実施例８　ＦｃＲ３６ｉ固定化ゲルの作製とリニアグラジエント溶出による抗体分離
　（１）分離剤用親水性ビニルポリマー（東ソー製）の表面の水酸基をヨードアセチル基で活性化後、実施例７で調製したＦｃＲ３６ｉ＿Ｃｙｓを反応させることにより、ＦｃＲ３６ｉ固定化ゲルを得た。

　（２）（１）で調製したＦｃＲ３６ｉ固定化ゲル１．０ｍＬをＴｒｉｃｏｒｎカラム（ＧＥヘルスケア製、内径５ｍｍ）に充填した。

　（３）ＦｃＲ３６ｉ固定化ゲルを充填したカラムをＡＫＴＡ　Ａｖａｎｔ（ＧＥヘルスケア製）に接続し、ｐＨ４．８の２０ｍＭの酢酸緩衝液（緩衝液Ａ）で平衡化した。

　（４）ｐＨ４．８の２０ｍＭの酢酸緩衝液（緩衝液Ａ）で１０ｍｇ／ｍＬのモノクローナル抗体（リツキサン、全薬工業製）を流速０．２ｍＬ／ｍｉｎにて０．５ｍＬアプライした。

　（５）流速０．２ｍＬ／ｍｉｎのまま平衡化緩衝液で６６分洗浄後、ｐＨ３．０の１０ｍＭのグリシン塩酸緩衝液（緩衝液Ｂ）によるリニアグラジエント（７５分でｐＨ３．０の１０ｍＭのグリシン塩酸緩衝液（緩衝液Ｂ）が１００％となるリニアグラジエント）で吸着したモノクローナル抗体を溶出した。
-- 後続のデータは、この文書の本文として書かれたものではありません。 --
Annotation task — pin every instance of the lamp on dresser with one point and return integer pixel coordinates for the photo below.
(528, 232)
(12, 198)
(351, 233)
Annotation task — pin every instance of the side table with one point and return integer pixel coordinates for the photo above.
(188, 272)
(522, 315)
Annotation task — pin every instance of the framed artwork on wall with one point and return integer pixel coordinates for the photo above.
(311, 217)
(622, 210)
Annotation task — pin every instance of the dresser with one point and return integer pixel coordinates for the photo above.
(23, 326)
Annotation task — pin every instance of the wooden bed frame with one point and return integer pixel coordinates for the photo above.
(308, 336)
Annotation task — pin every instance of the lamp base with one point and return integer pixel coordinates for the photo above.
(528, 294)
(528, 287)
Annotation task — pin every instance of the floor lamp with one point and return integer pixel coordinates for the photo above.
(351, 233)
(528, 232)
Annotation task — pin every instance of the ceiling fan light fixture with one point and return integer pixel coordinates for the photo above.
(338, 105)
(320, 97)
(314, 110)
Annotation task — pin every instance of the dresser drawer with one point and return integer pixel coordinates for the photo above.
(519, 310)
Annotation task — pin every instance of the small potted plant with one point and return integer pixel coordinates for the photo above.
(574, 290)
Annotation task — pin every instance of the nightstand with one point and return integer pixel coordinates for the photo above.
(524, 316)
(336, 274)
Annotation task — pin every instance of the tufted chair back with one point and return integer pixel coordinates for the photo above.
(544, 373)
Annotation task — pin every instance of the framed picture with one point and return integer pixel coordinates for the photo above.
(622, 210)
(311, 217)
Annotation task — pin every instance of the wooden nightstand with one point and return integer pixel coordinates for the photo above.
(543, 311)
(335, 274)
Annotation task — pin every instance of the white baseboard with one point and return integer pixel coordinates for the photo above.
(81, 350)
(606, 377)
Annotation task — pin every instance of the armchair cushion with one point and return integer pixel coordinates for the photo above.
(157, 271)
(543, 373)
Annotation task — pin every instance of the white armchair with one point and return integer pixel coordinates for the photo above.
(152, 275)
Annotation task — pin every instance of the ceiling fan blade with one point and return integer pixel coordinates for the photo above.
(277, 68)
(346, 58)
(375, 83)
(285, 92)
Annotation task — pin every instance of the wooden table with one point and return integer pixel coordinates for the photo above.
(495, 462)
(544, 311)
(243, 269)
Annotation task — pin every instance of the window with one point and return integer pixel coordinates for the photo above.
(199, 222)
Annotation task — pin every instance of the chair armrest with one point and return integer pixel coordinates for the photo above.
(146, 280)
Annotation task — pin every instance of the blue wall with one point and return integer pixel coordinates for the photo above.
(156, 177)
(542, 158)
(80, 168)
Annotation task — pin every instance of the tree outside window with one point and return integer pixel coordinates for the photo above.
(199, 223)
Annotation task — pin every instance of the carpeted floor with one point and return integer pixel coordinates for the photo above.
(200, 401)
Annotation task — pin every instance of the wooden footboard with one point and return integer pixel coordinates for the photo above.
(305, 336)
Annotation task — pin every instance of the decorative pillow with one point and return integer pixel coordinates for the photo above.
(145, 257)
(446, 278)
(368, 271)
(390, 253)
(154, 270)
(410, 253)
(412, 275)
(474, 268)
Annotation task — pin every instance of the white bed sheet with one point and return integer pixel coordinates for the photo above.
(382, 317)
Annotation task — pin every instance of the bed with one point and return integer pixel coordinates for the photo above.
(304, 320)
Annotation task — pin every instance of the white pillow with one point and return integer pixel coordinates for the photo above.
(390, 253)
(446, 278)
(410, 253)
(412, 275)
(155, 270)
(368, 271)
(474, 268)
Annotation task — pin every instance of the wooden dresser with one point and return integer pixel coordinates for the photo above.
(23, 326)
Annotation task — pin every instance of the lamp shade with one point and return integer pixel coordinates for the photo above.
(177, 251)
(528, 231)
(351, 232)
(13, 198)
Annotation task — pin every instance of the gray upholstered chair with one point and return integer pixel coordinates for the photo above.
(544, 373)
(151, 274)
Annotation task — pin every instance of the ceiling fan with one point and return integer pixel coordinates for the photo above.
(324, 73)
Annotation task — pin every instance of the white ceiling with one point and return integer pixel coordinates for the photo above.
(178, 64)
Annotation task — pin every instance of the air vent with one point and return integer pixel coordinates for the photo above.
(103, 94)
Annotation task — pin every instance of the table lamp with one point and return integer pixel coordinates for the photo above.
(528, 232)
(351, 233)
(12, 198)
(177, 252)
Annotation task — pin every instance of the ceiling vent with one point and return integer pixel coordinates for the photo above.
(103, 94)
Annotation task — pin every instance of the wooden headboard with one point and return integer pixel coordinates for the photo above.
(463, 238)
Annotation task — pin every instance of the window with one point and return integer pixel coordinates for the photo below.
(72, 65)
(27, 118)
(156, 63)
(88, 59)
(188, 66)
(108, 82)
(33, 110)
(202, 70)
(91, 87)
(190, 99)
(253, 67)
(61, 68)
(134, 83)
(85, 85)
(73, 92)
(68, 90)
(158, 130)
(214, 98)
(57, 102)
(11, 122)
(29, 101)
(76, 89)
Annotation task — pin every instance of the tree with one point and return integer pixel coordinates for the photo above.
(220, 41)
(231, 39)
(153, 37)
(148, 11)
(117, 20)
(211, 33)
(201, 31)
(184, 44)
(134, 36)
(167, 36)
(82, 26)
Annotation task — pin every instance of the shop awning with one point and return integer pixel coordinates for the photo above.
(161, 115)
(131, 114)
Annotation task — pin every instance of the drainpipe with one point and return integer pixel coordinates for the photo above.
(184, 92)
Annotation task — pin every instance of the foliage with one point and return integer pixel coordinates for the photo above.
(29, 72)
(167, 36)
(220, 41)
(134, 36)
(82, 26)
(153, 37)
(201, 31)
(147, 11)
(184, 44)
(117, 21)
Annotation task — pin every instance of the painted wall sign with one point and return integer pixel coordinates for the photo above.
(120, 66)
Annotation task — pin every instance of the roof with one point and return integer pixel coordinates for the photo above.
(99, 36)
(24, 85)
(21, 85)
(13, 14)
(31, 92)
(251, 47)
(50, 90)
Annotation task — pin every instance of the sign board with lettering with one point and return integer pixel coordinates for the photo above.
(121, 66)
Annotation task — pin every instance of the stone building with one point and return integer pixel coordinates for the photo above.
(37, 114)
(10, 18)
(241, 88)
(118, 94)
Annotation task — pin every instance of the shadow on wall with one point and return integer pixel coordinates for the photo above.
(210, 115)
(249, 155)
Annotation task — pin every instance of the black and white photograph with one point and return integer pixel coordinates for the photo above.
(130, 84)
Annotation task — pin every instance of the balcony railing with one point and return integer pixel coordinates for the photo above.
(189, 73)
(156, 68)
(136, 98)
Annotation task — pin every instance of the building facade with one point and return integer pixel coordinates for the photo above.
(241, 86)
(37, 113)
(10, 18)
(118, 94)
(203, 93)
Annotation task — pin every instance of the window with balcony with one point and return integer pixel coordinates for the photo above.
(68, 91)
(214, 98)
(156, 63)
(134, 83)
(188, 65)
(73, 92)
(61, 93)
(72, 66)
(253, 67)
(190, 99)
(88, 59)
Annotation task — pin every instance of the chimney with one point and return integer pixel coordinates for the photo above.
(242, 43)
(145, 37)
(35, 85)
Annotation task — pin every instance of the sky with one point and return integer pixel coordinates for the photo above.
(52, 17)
　結果（溶出パターンのクロマトグラム）を図２に示す。モノクローナル抗体はＦｃＲ３６ｉと相互作用することで、ゲルろ過クロマトグラフィーのような単一のピークではなく、２つのピークに分離された。つまり、ＦｃＲ３６ｉと弱い結合を示す抗体は溶出時間が早く、強い結合を示す抗体は溶出時間が遅くなることにより、２つのピークに分離した。

実施例９　ＦｃＲ３６ｉ固定化ゲルを用いてリニアグラジエント溶出により分離した抗体のＡＤＣＣ（抗体依存性細胞傷害作用）活性測定

　（１）実施例８に記載の溶出条件でモノクローナル抗体を分離し、図２に記載の溶出パターンのクロマトグラムにおけるフラクションＡ（ＦｒＡ）およびフラクションＢ（ＦｒＢ）の画分を分取した。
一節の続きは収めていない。